We could perform the entire cross-validation procedure using the function `cross_val_predict()` we covered in our Parkinsonian Gait regression task:

In [None]:
from sklearn.ensemble import RandomForestClassifier
from sklearn.model_selection import cross_val_predict

clf = RandomForestClassifier()
num_patients = len(np.unique(groups))
y_pred = cross_val_predict(clf, x, y, groups=groups, cv=num_patients)
print(y_pred)

However, it's good to get familiar with how to write these routines on your own for situations when you need to train and test models in another way.

**(Part 5)** Write a program that will evaluate the performance of a `RandomForestClassifier` using subject-wise cross-validation. Some pseudocode is provided below.

*Hint:* Unlike with previous examples, the labels for this dataset are strings. You could convert the strings to a number (W = 0, N1 = 1, ...). However, it will be hard to interpret your results if you don't reverse the conversion after you train and test your models. Instead, you can use the following line to initialize the data structure for your results: `y_pred = np.empty(y.shape, dtype=object)`.

*Hint:* You can use [`GroupKFold`](https://scikit-learn.org/stable/modules/generated/sklearn.model_selection.GroupKFold.html) like we did in the lecture, but you may also consider using [`LeaveOneGroupOut`](https://scikit-learn.org/stable/modules/generated/sklearn.model_selection.LeaveOneGroupOut.html#sklearn.model_selection.LeaveOneGroupOut). As the name implies, this function is similar to `GroupKFold`, but if assumes that the number of folds is equal to the number of groups you would like to keep distinct.

```
initialize a data structure for saving our final results
for each fold:
    split data into train and test
    train a model on training data
    predict on the test data using that model
    add the predictions to our final results data structure
```

In [None]:
from sklearn.model_selection import LeaveOneGroupOut
from sklearn.ensemble import RandomForestClassifier

# Set the random seed to an arbitrary number of your choosing
np.random.seed(42)

# Get the features, labels, and grouping variables
x = df.drop(['Subject ID', 'Start Time', 'Annotation'], axis=1).values
y = df['Annotation'].values
groups = df['Subject ID'].values

# Initialize a data structure to save our final results,
# assuming all of the predictions are empty to start
y_pred = np.empty(y.shape, dtype=object)

# Split the data into folds
loocv = LeaveOneGroupOut()
for train_idxs, test_idxs in loocv.split(x, y, groups):
    # Split the data into train and test
    x_train = x[train_idxs]
    y_train = y[train_idxs]
    x_test = x[test_idxs]
    y_test = y[test_idxs]

    # Train a model on the training data
    clf = RandomForestClassifier()
    clf.fit(x_train, y_train)

    # Predict on the test data
    y_test_pred = clf.predict(x_test)
    y_pred[test_idxs] = y_test_pred

# Step 9: Use an Appropriate Method for Interpreting Results

**(Part 6)** Create a confusion matrix showing the accuracy of your model.

In [None]:
from sklearn.metrics import ConfusionMatrixDisplay
classes = np.unique(y_pred)
ConfusionMatrixDisplay.from_predictions(y, y_pred,
                                        display_labels=classes)
plt.show()

**(Part 7)** Calculate the overall accuracy of your model.

In [None]:
from sklearn.metrics import accuracy_score
print(f'Accuracy: {accuracy_score(y, y_pred)}')

**(Part 8)** What can you tell about your model based on these results?

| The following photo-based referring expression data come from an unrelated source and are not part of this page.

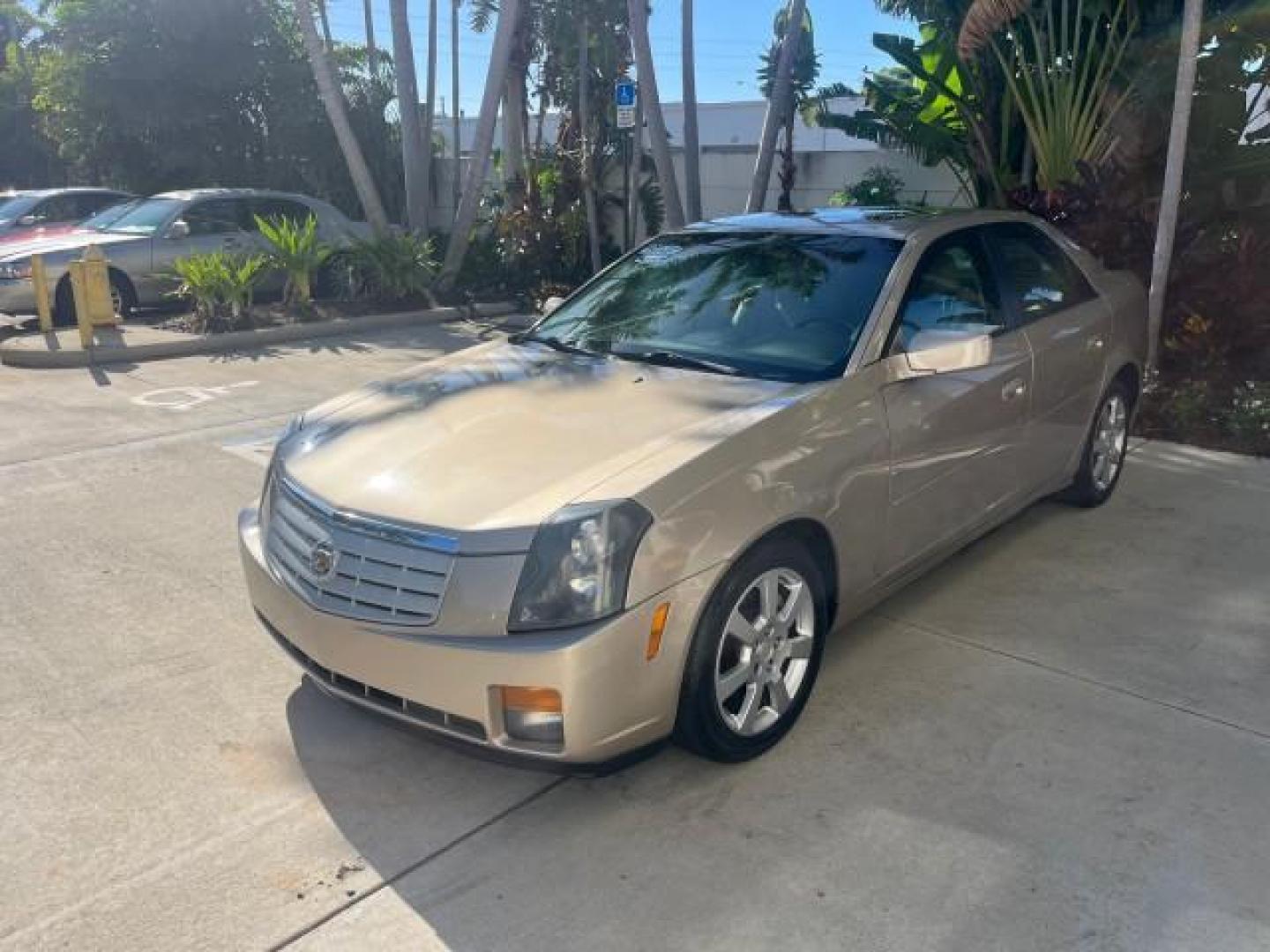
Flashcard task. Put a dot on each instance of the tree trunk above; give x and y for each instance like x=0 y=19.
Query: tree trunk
x=484 y=141
x=407 y=108
x=325 y=25
x=587 y=165
x=429 y=115
x=691 y=143
x=1171 y=193
x=514 y=104
x=371 y=51
x=456 y=122
x=337 y=112
x=779 y=104
x=661 y=143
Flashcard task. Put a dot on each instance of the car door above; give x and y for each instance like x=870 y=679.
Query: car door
x=1068 y=329
x=955 y=400
x=213 y=225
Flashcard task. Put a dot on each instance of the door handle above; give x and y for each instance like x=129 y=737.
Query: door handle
x=1013 y=390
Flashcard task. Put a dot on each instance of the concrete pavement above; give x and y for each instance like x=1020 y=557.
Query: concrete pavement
x=1058 y=740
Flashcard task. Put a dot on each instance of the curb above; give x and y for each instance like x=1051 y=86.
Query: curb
x=11 y=354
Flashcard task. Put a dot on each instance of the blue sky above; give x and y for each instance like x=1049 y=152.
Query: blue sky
x=730 y=34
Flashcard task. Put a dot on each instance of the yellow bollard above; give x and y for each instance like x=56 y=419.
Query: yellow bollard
x=40 y=279
x=90 y=287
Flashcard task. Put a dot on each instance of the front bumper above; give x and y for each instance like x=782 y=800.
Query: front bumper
x=615 y=701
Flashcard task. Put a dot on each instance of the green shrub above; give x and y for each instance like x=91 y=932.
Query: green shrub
x=295 y=250
x=879 y=185
x=394 y=267
x=221 y=287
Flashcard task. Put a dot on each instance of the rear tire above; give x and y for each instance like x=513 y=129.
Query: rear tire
x=755 y=655
x=1105 y=449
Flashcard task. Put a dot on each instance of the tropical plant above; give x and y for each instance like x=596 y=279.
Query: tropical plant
x=221 y=287
x=394 y=267
x=297 y=251
x=879 y=185
x=804 y=70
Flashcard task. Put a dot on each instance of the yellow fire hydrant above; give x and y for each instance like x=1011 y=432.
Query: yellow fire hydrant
x=90 y=287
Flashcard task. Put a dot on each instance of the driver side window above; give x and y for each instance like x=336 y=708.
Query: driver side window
x=952 y=290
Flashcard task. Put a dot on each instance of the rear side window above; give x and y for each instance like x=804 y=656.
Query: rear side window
x=1038 y=273
x=952 y=290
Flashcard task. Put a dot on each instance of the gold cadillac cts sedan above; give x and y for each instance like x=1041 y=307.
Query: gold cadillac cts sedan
x=644 y=516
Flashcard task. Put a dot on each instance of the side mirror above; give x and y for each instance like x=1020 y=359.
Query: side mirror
x=947 y=351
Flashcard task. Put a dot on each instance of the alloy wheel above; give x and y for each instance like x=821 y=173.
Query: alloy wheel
x=765 y=651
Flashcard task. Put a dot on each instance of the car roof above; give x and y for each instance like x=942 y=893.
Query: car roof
x=895 y=224
x=190 y=193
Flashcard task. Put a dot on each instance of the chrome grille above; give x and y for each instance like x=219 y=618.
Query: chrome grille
x=378 y=571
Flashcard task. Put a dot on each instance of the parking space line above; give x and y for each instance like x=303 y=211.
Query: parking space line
x=1084 y=678
x=419 y=863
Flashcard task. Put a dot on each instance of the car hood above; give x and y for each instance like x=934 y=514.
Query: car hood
x=69 y=242
x=502 y=435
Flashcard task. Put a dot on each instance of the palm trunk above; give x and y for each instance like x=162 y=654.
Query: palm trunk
x=588 y=185
x=407 y=107
x=337 y=112
x=484 y=143
x=661 y=143
x=691 y=143
x=325 y=25
x=1171 y=193
x=779 y=104
x=456 y=121
x=371 y=51
x=429 y=117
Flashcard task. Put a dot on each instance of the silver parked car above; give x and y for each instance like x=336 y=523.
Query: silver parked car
x=149 y=236
x=644 y=516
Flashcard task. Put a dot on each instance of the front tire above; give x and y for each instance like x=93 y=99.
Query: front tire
x=1105 y=449
x=756 y=654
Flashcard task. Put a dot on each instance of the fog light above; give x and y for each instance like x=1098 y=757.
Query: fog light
x=534 y=714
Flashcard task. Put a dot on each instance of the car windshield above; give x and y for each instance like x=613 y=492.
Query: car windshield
x=13 y=207
x=773 y=305
x=145 y=217
x=103 y=219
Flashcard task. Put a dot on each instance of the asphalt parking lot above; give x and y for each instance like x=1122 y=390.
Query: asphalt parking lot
x=1058 y=740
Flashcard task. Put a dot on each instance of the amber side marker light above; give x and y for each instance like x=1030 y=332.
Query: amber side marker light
x=534 y=714
x=654 y=636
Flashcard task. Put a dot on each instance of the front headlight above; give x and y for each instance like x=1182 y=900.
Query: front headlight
x=578 y=565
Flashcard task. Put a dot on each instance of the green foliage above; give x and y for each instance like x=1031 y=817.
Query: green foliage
x=879 y=185
x=394 y=267
x=221 y=287
x=297 y=251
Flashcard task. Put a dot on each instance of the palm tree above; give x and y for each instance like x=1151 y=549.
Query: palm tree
x=780 y=103
x=691 y=145
x=484 y=143
x=426 y=165
x=661 y=140
x=407 y=109
x=337 y=112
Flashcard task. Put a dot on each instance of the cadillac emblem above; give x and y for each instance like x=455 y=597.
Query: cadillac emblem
x=322 y=559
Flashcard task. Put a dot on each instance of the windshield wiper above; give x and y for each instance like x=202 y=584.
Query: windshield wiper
x=564 y=346
x=673 y=358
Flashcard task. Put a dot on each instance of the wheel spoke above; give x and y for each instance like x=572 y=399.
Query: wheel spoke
x=735 y=681
x=741 y=628
x=779 y=695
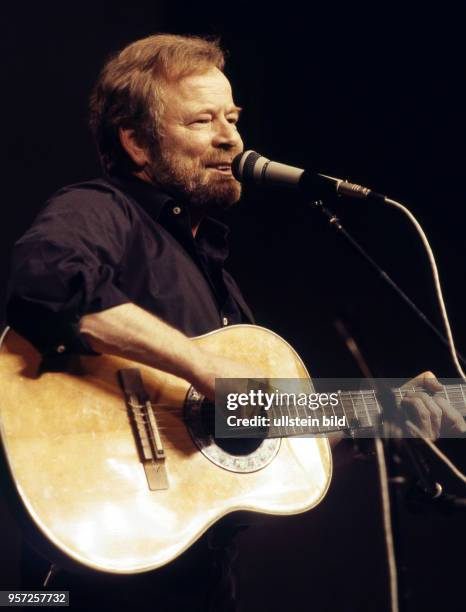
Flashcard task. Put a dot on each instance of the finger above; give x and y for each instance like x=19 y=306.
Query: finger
x=428 y=380
x=419 y=414
x=452 y=420
x=436 y=414
x=435 y=411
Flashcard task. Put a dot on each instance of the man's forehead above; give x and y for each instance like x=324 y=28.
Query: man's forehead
x=200 y=88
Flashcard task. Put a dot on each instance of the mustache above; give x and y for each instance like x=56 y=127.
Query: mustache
x=222 y=160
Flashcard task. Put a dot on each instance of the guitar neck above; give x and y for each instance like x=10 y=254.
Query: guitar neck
x=359 y=411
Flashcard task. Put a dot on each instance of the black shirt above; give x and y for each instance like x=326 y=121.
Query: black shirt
x=112 y=241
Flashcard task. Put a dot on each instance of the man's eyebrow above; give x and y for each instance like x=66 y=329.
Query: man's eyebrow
x=208 y=109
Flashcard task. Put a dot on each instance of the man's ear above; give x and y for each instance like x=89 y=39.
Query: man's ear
x=129 y=143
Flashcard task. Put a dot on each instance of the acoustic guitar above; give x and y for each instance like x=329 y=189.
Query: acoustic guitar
x=113 y=466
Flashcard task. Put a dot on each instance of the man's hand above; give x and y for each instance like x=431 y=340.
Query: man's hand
x=432 y=414
x=210 y=366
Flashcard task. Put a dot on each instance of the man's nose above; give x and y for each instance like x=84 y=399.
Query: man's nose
x=227 y=135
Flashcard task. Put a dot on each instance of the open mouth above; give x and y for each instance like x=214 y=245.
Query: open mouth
x=224 y=168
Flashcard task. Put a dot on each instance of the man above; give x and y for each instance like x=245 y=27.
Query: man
x=132 y=264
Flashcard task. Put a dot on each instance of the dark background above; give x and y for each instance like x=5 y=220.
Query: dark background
x=376 y=96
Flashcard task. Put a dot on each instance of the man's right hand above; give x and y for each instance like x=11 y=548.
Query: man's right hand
x=210 y=366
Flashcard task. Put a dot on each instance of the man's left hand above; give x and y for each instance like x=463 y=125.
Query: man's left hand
x=433 y=414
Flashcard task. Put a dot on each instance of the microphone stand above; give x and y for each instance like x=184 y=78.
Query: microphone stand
x=425 y=490
x=403 y=456
x=335 y=222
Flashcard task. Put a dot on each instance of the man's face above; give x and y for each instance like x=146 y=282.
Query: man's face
x=198 y=141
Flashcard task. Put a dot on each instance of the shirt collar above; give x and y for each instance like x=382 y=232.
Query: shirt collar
x=212 y=234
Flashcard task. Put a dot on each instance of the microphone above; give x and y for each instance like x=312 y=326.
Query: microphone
x=251 y=168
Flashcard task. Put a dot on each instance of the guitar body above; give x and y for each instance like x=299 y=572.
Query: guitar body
x=73 y=464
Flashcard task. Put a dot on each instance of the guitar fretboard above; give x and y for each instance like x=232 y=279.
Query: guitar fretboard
x=356 y=410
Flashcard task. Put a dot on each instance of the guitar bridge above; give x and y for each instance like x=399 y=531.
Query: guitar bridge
x=145 y=428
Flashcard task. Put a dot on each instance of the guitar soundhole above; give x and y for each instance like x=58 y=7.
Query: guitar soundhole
x=232 y=446
x=235 y=455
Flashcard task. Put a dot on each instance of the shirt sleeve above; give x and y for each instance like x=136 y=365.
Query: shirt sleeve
x=67 y=265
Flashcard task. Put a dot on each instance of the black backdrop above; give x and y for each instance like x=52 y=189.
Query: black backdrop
x=376 y=97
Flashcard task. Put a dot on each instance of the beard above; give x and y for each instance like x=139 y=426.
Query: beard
x=189 y=180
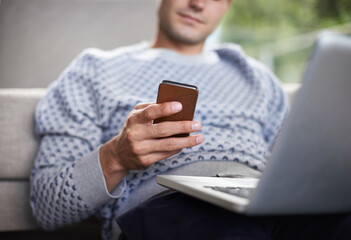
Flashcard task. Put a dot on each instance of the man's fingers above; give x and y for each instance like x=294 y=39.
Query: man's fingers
x=173 y=143
x=155 y=111
x=148 y=160
x=142 y=105
x=167 y=129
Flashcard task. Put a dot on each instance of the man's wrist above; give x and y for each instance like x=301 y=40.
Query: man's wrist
x=112 y=170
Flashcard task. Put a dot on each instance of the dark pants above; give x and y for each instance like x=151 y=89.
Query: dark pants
x=177 y=216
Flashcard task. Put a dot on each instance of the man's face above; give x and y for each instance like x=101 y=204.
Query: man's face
x=191 y=21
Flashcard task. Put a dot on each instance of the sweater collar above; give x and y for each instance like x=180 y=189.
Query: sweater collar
x=206 y=57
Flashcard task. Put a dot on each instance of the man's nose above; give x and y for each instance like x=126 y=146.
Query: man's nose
x=197 y=4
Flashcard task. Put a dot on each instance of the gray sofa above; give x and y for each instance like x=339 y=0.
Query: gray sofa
x=17 y=151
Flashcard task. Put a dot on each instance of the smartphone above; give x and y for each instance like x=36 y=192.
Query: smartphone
x=186 y=94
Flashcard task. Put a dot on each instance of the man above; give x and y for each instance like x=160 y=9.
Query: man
x=99 y=154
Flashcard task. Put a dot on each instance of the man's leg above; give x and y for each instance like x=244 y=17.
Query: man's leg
x=178 y=216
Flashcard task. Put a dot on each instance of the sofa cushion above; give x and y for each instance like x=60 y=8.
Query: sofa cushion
x=15 y=211
x=18 y=142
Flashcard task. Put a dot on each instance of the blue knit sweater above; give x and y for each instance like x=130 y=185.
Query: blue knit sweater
x=241 y=107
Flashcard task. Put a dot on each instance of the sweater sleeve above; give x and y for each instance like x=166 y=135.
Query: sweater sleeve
x=277 y=109
x=67 y=183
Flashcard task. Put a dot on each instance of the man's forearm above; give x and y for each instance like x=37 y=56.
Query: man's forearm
x=113 y=172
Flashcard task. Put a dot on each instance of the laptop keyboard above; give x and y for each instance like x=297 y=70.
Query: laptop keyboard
x=240 y=192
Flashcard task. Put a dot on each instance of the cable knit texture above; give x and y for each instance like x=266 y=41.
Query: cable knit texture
x=241 y=107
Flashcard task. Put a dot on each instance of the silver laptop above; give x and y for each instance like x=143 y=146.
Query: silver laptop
x=310 y=167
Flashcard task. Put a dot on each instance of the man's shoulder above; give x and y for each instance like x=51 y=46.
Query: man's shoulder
x=235 y=53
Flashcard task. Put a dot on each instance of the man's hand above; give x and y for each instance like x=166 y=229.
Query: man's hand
x=142 y=143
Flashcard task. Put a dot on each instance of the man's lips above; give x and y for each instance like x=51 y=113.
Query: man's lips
x=191 y=18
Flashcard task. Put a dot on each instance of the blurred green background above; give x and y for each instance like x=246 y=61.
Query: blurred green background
x=281 y=33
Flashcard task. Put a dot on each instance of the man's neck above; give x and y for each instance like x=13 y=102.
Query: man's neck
x=163 y=41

Is it particularly successful at classifying some sleep stages over others? Does it tend to get some stages confused with one another?

Write your answer here: Considering a random chance classifer would be approximately 20% accurate, we seem to be doing okay. As we can see from the diagnoal of our confusion matrix, the model is doing a decent job at correctly classifying stages W, N2, N3, and R. However, it is commonly confusing N1 for W and vice versa. This makes sense considering N1 is the lightest form of sleep and is therefore conceptually similar to W.